Lompat ke isi utama

Berita

Bawaslu Jawa Timur Gelar Diskusi Seri ke-7: Tekankan Pentingnya Supremasi Hukum dalam Demokrasi

ayoawasibersama

by zoom meeting

 

Banyuwangi – Bawaslu Provinsi Jawa Timur kembali menyelenggarakan Diskusi Seri ke-7 pada Selasa (09/09/2025) secara daring. Bawaslu Banyuwangi turut hadir dalam kegiatan tersebut. Diskusi menghadirkan narasumber Benny Aziz yang berbagi pengalaman dan pandangan seputar pengawasan pemilu, meski berdomisili jauh di Sumatera Barat.

Dalam sambutannya, Ketua Bawaslu Jawa Timur menyampaikan apresiasi atas kesediaan narasumber serta konsistensi jajaran Bawaslu dalam menjaga ritme diskusi literasi dan penguatan kapasitas.

“Diskusi ini sudah memasuki seri ketujuh. Tentu bukan hal yang mudah. Diperlukan stamina, komitmen, dan semangat yang kuat agar kegiatan literasi dan penguatan kapasitas pengawasan pemilu terus berlanjut,” ujarnya.

Ketua Bawaslu menekankan tiga poin penting:

  1. Supremasi hukum menjadi kunci agar demokrasi tidak bergeser menjadi anarki.
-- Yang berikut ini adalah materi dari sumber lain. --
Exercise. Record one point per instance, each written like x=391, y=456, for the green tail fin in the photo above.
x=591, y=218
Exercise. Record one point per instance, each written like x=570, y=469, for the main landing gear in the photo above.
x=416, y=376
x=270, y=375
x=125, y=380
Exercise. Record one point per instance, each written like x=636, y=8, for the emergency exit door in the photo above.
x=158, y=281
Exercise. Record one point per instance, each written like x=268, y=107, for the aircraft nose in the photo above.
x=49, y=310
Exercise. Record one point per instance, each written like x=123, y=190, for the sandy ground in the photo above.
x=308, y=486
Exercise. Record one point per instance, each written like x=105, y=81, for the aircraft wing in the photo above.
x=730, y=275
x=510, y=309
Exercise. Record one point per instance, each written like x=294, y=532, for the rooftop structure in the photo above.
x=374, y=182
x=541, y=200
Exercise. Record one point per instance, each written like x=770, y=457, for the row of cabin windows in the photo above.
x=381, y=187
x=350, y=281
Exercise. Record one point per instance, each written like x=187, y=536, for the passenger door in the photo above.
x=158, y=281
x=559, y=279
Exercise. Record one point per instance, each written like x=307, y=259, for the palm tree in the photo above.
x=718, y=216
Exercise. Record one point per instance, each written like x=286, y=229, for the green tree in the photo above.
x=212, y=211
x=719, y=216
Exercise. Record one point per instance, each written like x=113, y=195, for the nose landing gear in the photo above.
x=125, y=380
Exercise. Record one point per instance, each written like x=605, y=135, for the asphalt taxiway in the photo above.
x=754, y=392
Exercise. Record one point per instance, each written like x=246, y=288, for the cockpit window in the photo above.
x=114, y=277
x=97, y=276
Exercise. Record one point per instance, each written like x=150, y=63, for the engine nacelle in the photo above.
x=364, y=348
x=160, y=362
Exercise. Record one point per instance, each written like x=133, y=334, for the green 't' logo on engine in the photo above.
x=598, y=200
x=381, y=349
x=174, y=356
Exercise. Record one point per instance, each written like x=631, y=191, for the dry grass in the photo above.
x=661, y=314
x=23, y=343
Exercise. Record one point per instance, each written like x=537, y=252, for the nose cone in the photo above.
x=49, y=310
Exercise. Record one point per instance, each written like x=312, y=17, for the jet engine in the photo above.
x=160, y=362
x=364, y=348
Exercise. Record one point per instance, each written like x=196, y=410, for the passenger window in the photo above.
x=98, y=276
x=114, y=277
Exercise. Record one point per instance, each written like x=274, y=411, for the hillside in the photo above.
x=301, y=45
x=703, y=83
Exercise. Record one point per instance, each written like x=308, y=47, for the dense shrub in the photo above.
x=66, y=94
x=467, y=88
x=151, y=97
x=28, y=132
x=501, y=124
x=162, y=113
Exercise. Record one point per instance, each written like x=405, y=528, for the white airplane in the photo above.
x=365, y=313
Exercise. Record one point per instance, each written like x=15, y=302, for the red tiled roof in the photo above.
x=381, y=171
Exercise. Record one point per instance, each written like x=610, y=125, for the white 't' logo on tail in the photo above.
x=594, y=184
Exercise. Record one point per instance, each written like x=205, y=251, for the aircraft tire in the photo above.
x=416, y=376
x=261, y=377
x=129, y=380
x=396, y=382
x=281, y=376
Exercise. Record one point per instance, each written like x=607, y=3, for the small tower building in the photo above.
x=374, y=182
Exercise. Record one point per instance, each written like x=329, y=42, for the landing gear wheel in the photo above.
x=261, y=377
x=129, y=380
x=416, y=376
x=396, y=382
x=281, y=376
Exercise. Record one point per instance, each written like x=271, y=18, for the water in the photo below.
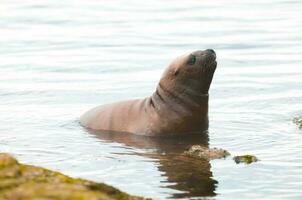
x=60, y=58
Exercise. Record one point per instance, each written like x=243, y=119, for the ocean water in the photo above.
x=60, y=58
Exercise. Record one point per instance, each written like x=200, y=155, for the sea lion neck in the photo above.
x=178, y=99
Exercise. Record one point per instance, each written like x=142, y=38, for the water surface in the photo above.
x=60, y=58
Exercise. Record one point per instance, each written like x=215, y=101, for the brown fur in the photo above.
x=178, y=106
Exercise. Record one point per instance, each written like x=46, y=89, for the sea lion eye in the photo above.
x=192, y=60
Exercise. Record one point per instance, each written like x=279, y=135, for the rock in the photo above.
x=247, y=159
x=19, y=181
x=198, y=151
x=298, y=121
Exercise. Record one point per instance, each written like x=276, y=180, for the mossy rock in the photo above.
x=247, y=159
x=26, y=182
x=298, y=121
x=198, y=151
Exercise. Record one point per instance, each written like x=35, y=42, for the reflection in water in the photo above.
x=191, y=176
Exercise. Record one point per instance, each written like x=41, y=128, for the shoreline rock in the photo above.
x=198, y=151
x=20, y=181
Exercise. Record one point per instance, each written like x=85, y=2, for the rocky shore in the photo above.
x=20, y=181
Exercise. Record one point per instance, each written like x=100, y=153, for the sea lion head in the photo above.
x=190, y=73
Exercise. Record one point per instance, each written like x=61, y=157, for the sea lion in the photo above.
x=178, y=106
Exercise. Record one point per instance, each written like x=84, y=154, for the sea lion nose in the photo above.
x=210, y=54
x=211, y=51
Pemilu harus dijalankan berdasarkan aturan agar hasilnya sah dan berkeadilan.

  2. Representasi rakyat tidak hanya soal jumlah suara, tetapi juga proses yang jujur, sah, dan tidak cacat hukum.

  3. Pengawasan pemilu merupakan proses berkelanjutan sejak pemutakhiran data pemilih hingga rekapitulasi hasil.

Sementara itu, Ketua Bawaslu Provinsi Jawa Timur, A. Warits, menegaskan pentingnya peran masyarakat sipil dalam mengawal demokrasi.

“Pemilu tidak boleh berhenti pada prosedural semata, tetapi harus memastikan substansi: keadilan, keterbukaan, dan kedaulatan rakyat,” tegasnya.

Diskusi ini diikuti oleh jajaran Ketua, Anggota, serta Sekretariat Bawaslu Kabupaten/Kota se-Jawa Timur. Melalui kegiatan ini, diharapkan semakin memperkuat komitmen bersama dalam mewujudkan pemilu yang berintegritas, berkeadilan, dan bermartabat.